Prese delle valve di conchiglia e ci praticò dei fori per gli occhi, poi per ognuna ci incise un'espressione diversa, e tra quelle ne lasciò una senza alcuna espressione. Tornò alla foresta degli anemoni e si fermò sul confine.

«Sono Jer, la persona che hai salvato, ti voglio ripagare con un dono.» Sollevò le maschere di conchiglia e le lanciò tra i tentacoli di anemone. «Sono per te, ho sempre desiderato che tu mi guardassi, fin da quando ero piccolo, non è necessario che io ti veda o che ti dia fastidio per comunicare, vorrei solo sapere che ci sei.»

Dalla foresta emerse la maschera inespressiva, sostenuta da una mano davanti a una testa della quale si vedevano solo i capelli.

Jer spalancò la bocca. «Sei davvero tu!»

Jolly balzò indietro.

«No, non ti guardo, non ti vedo. Ho solo riconosciuto la tua mano e i tuoi capelli: quando ero piccolo ti osservavo spesso, non per giudicarti ma perché mi piacevi.»
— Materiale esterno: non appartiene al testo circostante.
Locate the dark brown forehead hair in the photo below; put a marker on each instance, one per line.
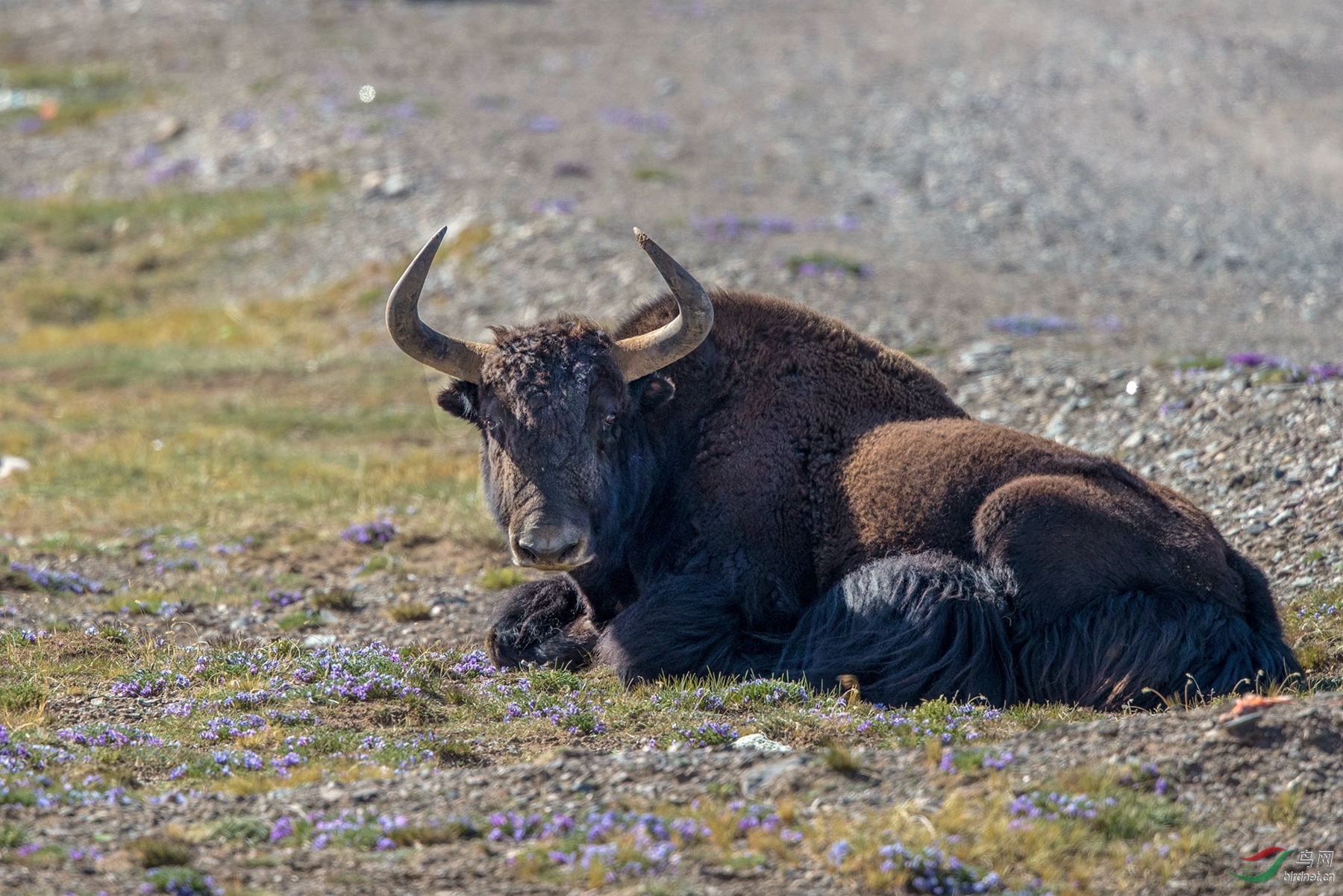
(539, 371)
Jolly espose l'altra mano e mostrò un poco più del suo corpo mentre si indicava.

«Sì, proprio tu. Amavo la tua diversità: quando ero piccolo tutti indossavano una "maschera", se si doveva sorridere si sorrideva se si doveva essere tristi si era tristi. Tutti dentro odiavano e amavano in modo diverso o in modo selvaggio ma tutti lo nascondevano dietro una convenzione alla quale tu, senza speranza alcuna, non riuscivi ad allinearti. Sparisti proprio il giorno in cui cercai di impressionarti saltando oltre la fossa.»

La mano di Jolly tremò mentre cercava la maschera con la smorfia triste, la sollevò con quella stessa mano scossa dai singhiozzi.

«Perché piangi?» chiese lui.

Jolly non riuscì a fare altro se non indicarlo e poi indicare sé stessa.

«C'eri anche tu tra quelli che mi hanno soccorso, no?»

Jolly scrollò la testa, gettò le maschere e scappò nella foresta. Jer le gridò dietro: «Allora perché questa volta mi hai salvato?» Non la sentì più. «Non importa cosa hai fatto quella volta, torna indietro, tutti possono sbagliare per qualsiasi ragione. Ti perdono io.»

Jolly riapparve accanto a lui, con la maschera senza espressione raccolta prima che Jer si voltasse.

«Sul serio», aggiunse il ragazzo, «sei perdonata e se sbaglierai ancora ti perdonerò di nuovo: perché mi piaci e perché so che sei buona.»

Senza esporre il viso, Jolly cercò la maschera col sorriso, la trovò però infranta lì dove le aveva gettate. Nessuno dei cocci abbastanza grande da nascondere per intero il volto. Si rassegnò a prenderne un frammento solo, lo posizionò a coprirle gli occhi e lasciò che Jer vedesse l'enorme sorriso che le sbocciava sulle labbra.

Jolly non diventò un'amica della comunità, diventò solo amica di Jer, e questi non la vide in viso ogni giorno, non subito, e non subito le parlò come fossero cari amici. Col tempo tuttavia, in piccole radure aperte nella foresta degli anemoni, cominciarono ad abitare i tritoni e le sirene, protetti dagli squali e accolti dalla prima abitante di quella foresta che aprì loro la sua porta.